3. Deals with Related Parties (RPT)
Some deals between related parties no longer need to be approved by the Central Government.
Simplifying the approval process made operations more flexible.
4. Level of Reporting Fraud
- Auditors have to tell people about scams.
- Because of the new threshold limits, small scams don’t have to be reported to the Central Government anymore.
- This cut down on regulations that weren’t needed.
5. Making SFIO’s powers stronger
- The SFIO was given more power to investigate.
- Powers to arrest were made clear.
- Stronger action will be taken in major fraud cases.
6. Clarity in the rules about punishment
- Some rules about penalties were made clearer.
- The focus moved to punishments that are fair.
What does it mean in real life?
How the change works in real life is as follows:
- Businesses sign contracts without a shared seal.
- Before activities begin, directors file commencement declarations.
- The approval process for deals involving related parties is streamlined.
- Auditors check to see if theft goes beyond the levels that need to be reported.
- SFIO looks into big scams with stronger legal support.
- With these changes, compliance is now possible and takes less time.
What does this mean for businesses and people?
There are big effects of the Companies Amendment Act, 2015:
- For Business
- Lessened the pressure of compliance
- Making decisions faster
- Lessen the cost of procedures
- Better clarity in government
- For Managers and Directors
- More clear roles and duties
- Less personal risk because of uncertainty
- Made reviews easier
- For the Government
- Better tools for finding fraud
- Pay attention to major violation
- Effective law enforcement
As an investor,
- Much more openness
- Better defense against fraud
- More trust in the way companies are run
Overall, the change makes a system that is a good mix of rules and freedom.
What Could Happen:
- A private business makes a deal with a related party.

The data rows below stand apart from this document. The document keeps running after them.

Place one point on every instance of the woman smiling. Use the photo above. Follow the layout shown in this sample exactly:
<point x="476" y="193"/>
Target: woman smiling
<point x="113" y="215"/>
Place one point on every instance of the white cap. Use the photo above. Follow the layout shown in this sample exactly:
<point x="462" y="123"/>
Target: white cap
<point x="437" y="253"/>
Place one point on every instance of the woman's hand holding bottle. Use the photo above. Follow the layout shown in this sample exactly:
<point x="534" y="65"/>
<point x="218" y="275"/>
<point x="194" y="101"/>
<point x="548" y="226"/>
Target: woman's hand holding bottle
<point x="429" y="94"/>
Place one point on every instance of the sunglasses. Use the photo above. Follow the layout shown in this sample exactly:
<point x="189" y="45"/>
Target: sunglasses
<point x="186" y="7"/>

- Before the amendment, approval from the Central Government was needed, which took time.
- After the Companies Amendment Act of 2015, based on the value of the deal, only Board or shareholder approval is needed.
- As a result, contracts are carried out faster.

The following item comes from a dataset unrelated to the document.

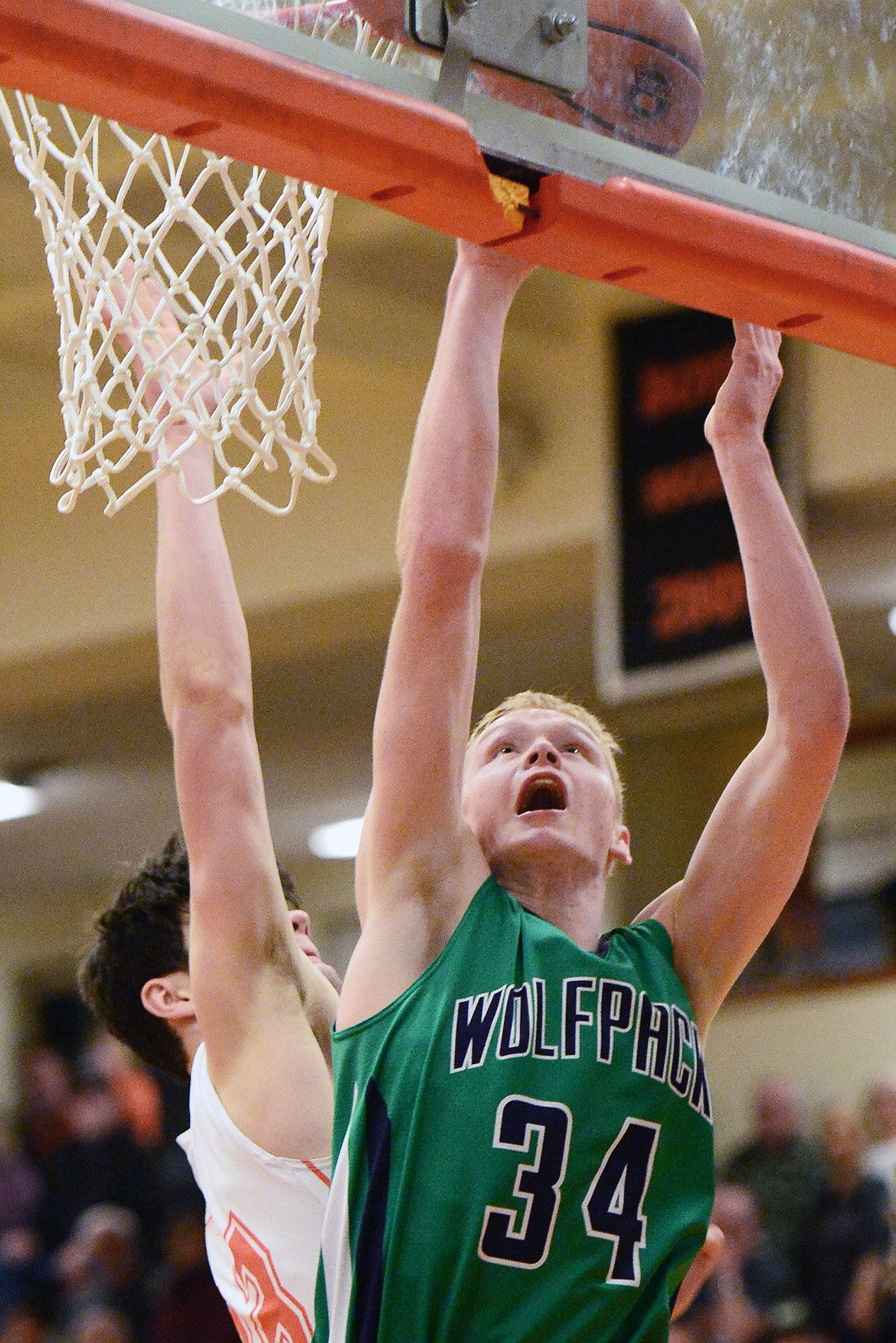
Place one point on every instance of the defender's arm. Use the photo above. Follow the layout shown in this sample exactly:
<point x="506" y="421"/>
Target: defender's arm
<point x="755" y="844"/>
<point x="257" y="997"/>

- Fewer delays in the process
- Don’t give up on being honest.
This shows how the change makes it easier for businesses to work in the real world.

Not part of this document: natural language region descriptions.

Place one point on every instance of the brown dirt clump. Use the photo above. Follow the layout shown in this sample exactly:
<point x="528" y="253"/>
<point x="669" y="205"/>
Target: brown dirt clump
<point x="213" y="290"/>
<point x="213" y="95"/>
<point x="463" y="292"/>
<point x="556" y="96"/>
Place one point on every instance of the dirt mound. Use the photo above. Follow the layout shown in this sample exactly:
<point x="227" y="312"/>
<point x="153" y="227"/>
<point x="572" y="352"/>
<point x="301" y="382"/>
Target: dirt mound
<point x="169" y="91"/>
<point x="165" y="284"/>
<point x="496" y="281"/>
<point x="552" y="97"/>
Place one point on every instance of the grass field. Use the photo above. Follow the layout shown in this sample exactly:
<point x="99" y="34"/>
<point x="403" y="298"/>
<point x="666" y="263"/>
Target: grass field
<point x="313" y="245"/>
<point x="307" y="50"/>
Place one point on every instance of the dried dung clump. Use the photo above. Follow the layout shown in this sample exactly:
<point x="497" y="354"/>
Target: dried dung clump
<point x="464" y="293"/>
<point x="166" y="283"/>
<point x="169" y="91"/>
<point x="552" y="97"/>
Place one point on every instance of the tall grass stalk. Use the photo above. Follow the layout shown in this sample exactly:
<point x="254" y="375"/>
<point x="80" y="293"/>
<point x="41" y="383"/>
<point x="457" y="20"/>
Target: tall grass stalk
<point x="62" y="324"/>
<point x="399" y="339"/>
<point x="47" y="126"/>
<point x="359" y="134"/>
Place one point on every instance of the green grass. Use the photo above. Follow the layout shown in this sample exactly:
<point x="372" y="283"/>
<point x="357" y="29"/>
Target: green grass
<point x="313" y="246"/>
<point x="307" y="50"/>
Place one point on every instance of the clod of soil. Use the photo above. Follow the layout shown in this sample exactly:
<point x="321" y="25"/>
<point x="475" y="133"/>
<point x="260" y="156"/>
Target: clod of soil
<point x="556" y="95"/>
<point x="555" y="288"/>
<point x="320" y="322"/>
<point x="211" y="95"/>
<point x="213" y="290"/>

Why is this law important in NCLT and NCLAT cases
The Companies Amendment Act, 2015, is important for NCLT and NCLAT cases because:
- A lot of disagreements are about scams, bad management, and following the rules.
- The SFIO’s ability to investigate has a direct effect on court cases.
- Tribunals can better understand the law when certain parts are made clear.
- Less confusion means fewer needless lawsuits
- Procedure clarity helps settle disagreements more quickly.
- These changes make the system for business justice stronger.
Frequently Asked Questions (FAQ)
Q1 Will the Companies Amendment Act, 2015, take the place of the Companies Act, 2013?
Not at all. It only changes a few parts of the 2013 Act.
Q2 Does the standard seal have to be used after the change?
Not at all. The standard seal is not required.
Q3 Why did we change how we handle fraud?
Instead of reporting too many small scams, keep your attention on the big ones.
Q4 Does this change have an impact on small businesses?
Yes. It makes accountability easier, especially for smaller businesses.
Q5 Does the change apply to NCLT cases?
Yes. A lot of court cases concern rules that were changed in 2015.